Mais peu à peu enfle la réputation de la formidable Brazier. «Le critique Curnonsky, qui fait l’hiver et le printemps de la gastronomie française, la découvre et l’adore.» Tout Lyon se presse chez elle: les médecins de l’Hôtel-Dieu et les coureurs automobiles. Le président du Conseil et maire de Lyon Édouard Herriot fait partie des habitués. «Pourtant, son bistrot reste très roots: nappes à carreaux et gratin de macaronis.» Quand son médecin lui recommande d’aller respirer le bon air de la campagne, Eugénie va se reposer dans un modeste chalet sans gaz ni électricité au col de la Luère, à l’ouest de la ville. Là, les clients la pressent d’ouvrir un second restaurant. Ce qu’elle fait, en 1929.

Pluie de macarons

Et une pluie de macarons Michelin de tomber sur les deux tables. Eugénie fait partie de la première promotion des triples étoilés et du club très fermé des six étoiles. Il faut dire que le guide rouge a d’autres critères qu’aujourd’hui. Il néglige le décorum et les courbettes, pour se concentrer sur l’assiette. Si possible bien calorique, l’assiette. «Il faut imaginer une femme très rude. Elle est analphabète, féroce avec ses employés. Quand Bocuse fera son apprentissage chez elle, il se retrouvera à traire les vaches, à faire le repassage et la lessive.»

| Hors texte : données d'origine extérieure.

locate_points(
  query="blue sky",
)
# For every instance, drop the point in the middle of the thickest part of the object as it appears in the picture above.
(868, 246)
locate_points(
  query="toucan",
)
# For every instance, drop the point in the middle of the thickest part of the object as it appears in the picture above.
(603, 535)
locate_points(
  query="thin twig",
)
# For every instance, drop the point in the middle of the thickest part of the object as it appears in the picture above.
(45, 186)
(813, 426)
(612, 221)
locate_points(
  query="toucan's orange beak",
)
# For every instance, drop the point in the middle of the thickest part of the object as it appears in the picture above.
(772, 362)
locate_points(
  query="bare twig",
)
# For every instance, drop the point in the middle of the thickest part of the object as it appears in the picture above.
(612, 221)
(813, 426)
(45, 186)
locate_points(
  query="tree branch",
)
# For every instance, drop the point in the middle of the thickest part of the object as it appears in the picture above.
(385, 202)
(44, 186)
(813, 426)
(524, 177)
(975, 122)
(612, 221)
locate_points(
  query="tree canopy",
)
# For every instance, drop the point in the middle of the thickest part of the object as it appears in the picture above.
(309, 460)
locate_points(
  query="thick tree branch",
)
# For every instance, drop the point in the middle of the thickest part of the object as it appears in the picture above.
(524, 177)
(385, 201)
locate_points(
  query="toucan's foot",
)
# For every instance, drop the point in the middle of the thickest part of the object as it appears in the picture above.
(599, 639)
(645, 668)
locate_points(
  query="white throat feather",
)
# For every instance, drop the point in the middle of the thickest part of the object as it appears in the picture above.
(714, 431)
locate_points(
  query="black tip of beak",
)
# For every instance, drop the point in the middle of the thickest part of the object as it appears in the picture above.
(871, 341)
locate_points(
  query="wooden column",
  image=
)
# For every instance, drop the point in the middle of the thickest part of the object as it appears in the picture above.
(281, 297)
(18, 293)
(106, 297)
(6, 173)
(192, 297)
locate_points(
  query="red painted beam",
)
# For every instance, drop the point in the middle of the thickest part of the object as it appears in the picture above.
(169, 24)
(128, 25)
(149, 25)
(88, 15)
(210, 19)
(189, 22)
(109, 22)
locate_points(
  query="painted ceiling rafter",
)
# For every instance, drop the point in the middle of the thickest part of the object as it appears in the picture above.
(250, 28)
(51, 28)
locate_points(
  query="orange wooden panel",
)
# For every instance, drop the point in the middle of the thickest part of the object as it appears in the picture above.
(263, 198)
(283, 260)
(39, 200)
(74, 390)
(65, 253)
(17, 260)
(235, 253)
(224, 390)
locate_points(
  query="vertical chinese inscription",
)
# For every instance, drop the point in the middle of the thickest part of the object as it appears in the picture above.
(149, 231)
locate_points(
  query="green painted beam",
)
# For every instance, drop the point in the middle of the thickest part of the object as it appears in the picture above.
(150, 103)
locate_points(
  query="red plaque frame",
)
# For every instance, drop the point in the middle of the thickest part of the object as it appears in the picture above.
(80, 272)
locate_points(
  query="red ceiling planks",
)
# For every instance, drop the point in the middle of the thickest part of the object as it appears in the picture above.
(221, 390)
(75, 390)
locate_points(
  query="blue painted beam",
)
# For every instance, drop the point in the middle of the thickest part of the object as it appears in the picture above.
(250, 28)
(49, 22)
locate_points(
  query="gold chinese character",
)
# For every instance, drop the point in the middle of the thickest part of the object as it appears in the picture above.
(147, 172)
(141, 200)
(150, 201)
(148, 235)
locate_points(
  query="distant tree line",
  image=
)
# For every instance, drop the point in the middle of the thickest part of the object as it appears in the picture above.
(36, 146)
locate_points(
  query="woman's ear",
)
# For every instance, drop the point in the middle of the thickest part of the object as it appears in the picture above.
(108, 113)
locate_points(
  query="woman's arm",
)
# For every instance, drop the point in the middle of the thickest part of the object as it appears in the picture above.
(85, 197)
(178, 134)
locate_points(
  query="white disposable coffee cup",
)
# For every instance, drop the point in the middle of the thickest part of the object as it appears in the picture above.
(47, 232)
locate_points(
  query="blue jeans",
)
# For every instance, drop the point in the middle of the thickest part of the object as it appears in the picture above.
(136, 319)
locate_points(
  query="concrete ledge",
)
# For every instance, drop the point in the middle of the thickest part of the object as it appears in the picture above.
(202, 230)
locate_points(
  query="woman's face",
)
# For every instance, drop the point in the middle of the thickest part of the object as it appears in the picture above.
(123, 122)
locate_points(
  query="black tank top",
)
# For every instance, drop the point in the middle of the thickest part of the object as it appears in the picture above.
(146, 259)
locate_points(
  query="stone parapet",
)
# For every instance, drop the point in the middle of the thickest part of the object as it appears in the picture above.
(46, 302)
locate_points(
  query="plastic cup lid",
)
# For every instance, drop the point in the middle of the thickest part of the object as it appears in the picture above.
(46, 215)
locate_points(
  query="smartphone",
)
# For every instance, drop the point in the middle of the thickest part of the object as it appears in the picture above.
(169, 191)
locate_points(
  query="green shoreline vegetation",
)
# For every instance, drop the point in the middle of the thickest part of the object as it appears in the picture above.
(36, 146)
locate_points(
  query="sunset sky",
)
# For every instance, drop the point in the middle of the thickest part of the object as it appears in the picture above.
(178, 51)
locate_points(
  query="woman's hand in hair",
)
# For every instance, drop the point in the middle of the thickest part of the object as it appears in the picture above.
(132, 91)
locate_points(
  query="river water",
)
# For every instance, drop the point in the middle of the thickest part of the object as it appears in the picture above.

À la fin des années 30 s’achève la grandeur des mères lyonnaises. Elle n’aura duré qu’une décennie. Les cuisinières vont retourner gentiment dans l’anonymat et le milieu gastronomique retrouver son sexisme proverbial. Il faudra attendre Anne-Sophie Pic et les années 2010 pour qu’une cheffe française colle à nouveau une ribambelle d’étoiles sur son tablier. J.EST.